Japanese hotel check-in platform Tabiq, operated by tech startup Reqrea, left more than one million customer passports, driver's licenses, and selfie verification photos publicly accessible on the open internet. The exposure was discovered by security researcher Anurag Sen and disclosed through TechCrunch, which alerted both Reqrea and Japan's national cybersecurity coordination team, JPCERT. The data has since been pulled offline, but the company cannot yet confirm whether unauthorized parties accessed it.
What Happened
Sen identified an Amazon S3 storage bucket named "tabiq" that had been configured for public access, meaning anyone who knew or guessed the bucket name could browse and download its contents without authentication. The bucket served as the backend storage for Reqrea's Tabiq product, a hotel check-in system that uses facial recognition and document scanning to verify guest identities at properties across Japan. After TechCrunch and JPCERT notified the company, Reqrea secured the bucket and began an internal investigation. Reqrea director Masataka Hashimoto stated the company does not yet know how the bucket came to be public and is reviewing access logs to determine whether the data was accessed by anyone other than the researcher.
What Was Taken
The exposed dataset contained more than one million records dating back to early 2020 and included high-value identity documents: scanned passports, driver's licenses, and live selfie photos used for biometric verification against those documents. Because Tabiq services hotels frequented by international travelers, the affected individuals span multiple nationalities, dramatically widening the potential blast radius beyond Japanese residents. This combination of government ID plus matching biometric selfie is among the most damaging breach payloads possible, as it provides everything needed to bypass downstream KYC and identity-proofing systems.
Why It Matters
Identity document leaks are uniquely persistent: unlike passwords, victims cannot rotate a passport or face. A leaked passport scan paired with a live selfie effectively neutralizes the "liveness" and "document authenticity" checks that fintech, crypto exchanges, age-verification services, and travel platforms rely on. As regulators worldwide push for stronger KYC and age-gating, services that collect identity documents are becoming high-value targets, while the operational maturity to safeguard that data has not kept pace. The Tabiq incident is the latest in a steady stream of similar exposures and signals that third-party identity-capture vendors deserve the same scrutiny that financial processors receive.
The Attack Technique
There was no attack in the traditional sense. The exposure stemmed from a misconfigured Amazon S3 bucket set to public access, despite AWS defaulting all new buckets to private and presenting explicit warning prompts when administrators override that default. No exploitation of a vulnerability, no credential theft, and no malware was required: the bucket name alone was sufficient to enumerate and download its contents. Misconfigured object storage remains one of the most common root causes of large-scale data exposure incidents, repeatedly outpacing sophisticated intrusion techniques in total records leaked.
What Organizations Should Do
- Enable AWS S3 Block Public Access at the account level, not just per-bucket, to prevent any bucket from being inadvertently exposed.
- Run continuous configuration drift detection (AWS Config, CSPM tooling, or open-source scanners like Prowler) against all cloud storage to flag public buckets, permissive ACLs, and missing encryption.
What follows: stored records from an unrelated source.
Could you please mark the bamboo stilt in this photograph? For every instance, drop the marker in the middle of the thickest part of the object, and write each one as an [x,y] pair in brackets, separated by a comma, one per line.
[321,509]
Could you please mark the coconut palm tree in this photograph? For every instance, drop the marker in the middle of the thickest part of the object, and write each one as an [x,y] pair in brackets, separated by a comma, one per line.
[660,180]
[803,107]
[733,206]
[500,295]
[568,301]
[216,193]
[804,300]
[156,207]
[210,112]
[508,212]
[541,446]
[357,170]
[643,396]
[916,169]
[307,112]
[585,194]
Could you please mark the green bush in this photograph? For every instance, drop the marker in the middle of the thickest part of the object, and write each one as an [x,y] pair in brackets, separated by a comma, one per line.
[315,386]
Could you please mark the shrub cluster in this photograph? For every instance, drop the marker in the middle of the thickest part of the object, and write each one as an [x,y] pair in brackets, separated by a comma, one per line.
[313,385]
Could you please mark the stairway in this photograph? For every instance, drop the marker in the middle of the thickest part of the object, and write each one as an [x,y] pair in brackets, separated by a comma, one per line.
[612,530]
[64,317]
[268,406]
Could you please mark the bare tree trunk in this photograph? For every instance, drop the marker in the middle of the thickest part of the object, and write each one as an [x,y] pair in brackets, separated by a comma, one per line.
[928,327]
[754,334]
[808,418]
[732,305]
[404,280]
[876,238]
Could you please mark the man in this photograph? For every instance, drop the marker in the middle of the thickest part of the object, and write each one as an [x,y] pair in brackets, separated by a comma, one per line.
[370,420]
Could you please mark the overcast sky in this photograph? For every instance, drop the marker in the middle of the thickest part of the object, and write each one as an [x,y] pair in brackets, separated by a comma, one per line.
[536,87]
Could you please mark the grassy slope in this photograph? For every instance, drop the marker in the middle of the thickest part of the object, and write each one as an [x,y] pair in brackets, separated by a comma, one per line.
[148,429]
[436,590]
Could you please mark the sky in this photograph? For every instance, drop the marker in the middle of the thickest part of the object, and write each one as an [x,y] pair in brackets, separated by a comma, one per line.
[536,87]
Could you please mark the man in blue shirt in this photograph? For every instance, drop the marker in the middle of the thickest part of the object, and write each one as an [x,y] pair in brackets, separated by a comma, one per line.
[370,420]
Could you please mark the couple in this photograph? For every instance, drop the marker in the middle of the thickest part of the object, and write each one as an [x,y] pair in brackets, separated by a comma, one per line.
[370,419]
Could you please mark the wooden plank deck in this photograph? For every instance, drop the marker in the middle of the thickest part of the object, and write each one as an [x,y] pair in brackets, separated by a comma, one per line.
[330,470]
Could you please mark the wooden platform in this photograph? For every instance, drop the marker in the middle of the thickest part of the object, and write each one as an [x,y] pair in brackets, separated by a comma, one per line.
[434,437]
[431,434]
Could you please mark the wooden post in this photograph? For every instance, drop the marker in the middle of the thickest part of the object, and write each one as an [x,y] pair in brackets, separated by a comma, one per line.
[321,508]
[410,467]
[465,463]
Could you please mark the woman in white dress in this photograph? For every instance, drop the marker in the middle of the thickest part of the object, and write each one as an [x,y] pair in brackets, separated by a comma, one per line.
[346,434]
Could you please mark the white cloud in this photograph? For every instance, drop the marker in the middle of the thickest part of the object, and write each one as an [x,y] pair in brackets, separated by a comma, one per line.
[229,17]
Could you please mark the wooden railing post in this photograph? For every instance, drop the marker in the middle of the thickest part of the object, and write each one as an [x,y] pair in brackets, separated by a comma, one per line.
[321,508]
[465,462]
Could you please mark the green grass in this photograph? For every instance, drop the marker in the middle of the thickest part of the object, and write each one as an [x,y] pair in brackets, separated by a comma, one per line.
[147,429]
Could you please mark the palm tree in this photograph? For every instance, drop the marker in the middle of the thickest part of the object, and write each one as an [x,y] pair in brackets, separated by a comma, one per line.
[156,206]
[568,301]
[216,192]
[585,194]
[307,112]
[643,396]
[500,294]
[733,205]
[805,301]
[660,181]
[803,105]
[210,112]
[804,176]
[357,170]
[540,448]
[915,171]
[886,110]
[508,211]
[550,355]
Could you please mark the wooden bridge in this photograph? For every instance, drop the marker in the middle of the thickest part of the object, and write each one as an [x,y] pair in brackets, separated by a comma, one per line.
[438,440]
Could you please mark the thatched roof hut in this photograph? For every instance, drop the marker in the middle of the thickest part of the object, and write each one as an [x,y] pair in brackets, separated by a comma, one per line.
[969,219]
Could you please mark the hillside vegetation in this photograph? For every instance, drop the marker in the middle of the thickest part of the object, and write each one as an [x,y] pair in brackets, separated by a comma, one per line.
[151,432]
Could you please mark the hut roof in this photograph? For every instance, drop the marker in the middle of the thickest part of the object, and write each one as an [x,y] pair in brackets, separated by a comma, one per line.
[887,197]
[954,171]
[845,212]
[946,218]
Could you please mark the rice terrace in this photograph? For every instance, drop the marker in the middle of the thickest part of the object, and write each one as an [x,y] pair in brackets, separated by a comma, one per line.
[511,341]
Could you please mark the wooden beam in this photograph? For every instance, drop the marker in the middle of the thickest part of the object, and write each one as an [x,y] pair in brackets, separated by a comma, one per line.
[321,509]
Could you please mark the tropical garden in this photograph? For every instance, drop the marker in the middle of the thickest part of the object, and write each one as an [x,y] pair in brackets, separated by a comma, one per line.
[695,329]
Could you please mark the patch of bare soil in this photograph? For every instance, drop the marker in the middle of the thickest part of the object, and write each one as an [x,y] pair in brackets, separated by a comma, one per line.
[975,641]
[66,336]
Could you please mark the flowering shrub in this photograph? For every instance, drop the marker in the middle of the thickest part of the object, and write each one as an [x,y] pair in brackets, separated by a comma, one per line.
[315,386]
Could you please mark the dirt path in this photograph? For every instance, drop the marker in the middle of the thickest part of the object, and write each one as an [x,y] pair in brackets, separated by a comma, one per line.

- Apply data minimization to identity verification pipelines: delete or tokenize passport scans and selfies as soon as verification completes rather than retaining them indefinitely.
- Require server-side encryption with customer-managed KMS keys for any bucket holding identity documents, so a misconfiguration alone is insufficient to read content.
- Enable S3 access logging and CloudTrail data events, and route alerts for anomalous read volumes or unauthenticated access patterns to a monitored channel.
- Conduct third-party assessments of identity-capture vendors before integrating them into customer onboarding flows, and contractually require breach notification SLAs.